Their playbook is eerily similar to that which the Bolsheviks used to seize power in Russia resulting in the Soviet Union and its reign of terror. Is this the path we are doomed to follow? Whoever leads America in the next four years must determine the answer. He must restore patriotism and inspire pride in our country before it is too late or we will have no country. That’s job one.

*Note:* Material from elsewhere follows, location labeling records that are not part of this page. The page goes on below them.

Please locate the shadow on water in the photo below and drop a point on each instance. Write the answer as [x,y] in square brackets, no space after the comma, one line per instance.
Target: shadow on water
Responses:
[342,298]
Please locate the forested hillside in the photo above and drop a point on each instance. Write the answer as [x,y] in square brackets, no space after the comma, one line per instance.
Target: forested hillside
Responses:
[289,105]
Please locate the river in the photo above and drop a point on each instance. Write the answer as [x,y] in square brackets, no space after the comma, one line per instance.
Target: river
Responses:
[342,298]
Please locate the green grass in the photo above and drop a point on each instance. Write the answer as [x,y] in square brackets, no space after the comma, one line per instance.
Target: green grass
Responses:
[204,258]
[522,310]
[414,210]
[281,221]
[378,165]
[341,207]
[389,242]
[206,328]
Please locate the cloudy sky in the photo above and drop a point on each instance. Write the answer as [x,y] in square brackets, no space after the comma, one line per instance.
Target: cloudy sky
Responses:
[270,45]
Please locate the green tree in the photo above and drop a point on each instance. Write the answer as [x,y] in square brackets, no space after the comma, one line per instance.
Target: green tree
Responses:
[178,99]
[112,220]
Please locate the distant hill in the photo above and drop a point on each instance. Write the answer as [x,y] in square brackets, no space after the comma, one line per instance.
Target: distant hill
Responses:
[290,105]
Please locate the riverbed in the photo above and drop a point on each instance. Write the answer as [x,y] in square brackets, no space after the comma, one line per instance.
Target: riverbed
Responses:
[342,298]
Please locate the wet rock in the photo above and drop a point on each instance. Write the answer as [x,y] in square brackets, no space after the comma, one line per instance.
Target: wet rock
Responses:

Job two should be to reassure the world that although we have domestic issues and political divisions, we are still the world’s largest economy and strongest power and that we intend to retain that role indefinitely. Whoever leads our nation for the next four years has to get our priorities straight. Russia is not, as Joe Biden has claimed, our biggest threat. Not by far. The Chinese Communist Party, which runs the People’s Republic of China (PRC), is. Russia is a regional power whose largely energy-based economy ranks behind that of Brazil. Its population is less than half that of the U.S. and is aging. It is a concern mainly because of its huge nuclear arsenal. China, by contrast, is the world’s second largest economy and is rapidly gaining on the U.S., having recovered rapidly from the effects of the COVID-19 pandemic. Its population, the largest in the world, is nearly five times larger than ours. Its stated aim is to overtake us as the world’s largest economy and superpower.

It would be comforting to think of our relationship with Communist China as friendly competition between trading partners but it would be a mistake. Our problem is not with the Chinese people, of course, but with the Communist Party that controls their lives and their government. China will use any means, legal or illegal to promote Chinese advantage and keep the Communist Party in power. On its mission to overtake us as the world’s predominant party there will be obstacles that can easily escalate to conflict. One is China’s effort to assert sovereignty over most of the South China Sea, the vast body of water between the Indian and Pacific Oceans through which over half of the world’s maritime cargo passes daily. This threatens freedom of navigation which the U.S. as a maritime power is committed to ensure. The other is the future of Taiwan, formally known as the Republic of China (ROK), which Beijing regards as a renegade province and has expressed willingness to use force if necessary to establish sovereignty over the island nation.

Our policy toward Taiwan has been characterized by ambiguity since we severed diplomatic relations with Taipei and recognized the People’s Republic as the one China. The Taiwan Relations Act (TRA), which abrogated the U.S.-ROK Mutual Defense Treaty, states that the U.S. expects that the future of Taiwan will be settled peacefully. It did not, however, specifically commit the U.S. to using force to help defend Taiwan against Beijing’s use of force to occupy the island.

Taiwan has never been a part of Communist China and was in fact ceded to Japan at the end of the Russo-Sino War. It remained part of Japan until the end of World War II. Taiwan has a thriving democracy and robust economy and has been a loyal ally of the U.S. and we need to make it clear to Beijing and the rest of the world that the U.S. will not abandon an ally that does not wish to become a part of Communist China and be ruled by the Chinese Communist Party and that no action would be off the table. It is important that this be made clear to all parties to avoid a dangerous miscalculation on the part of Beijing.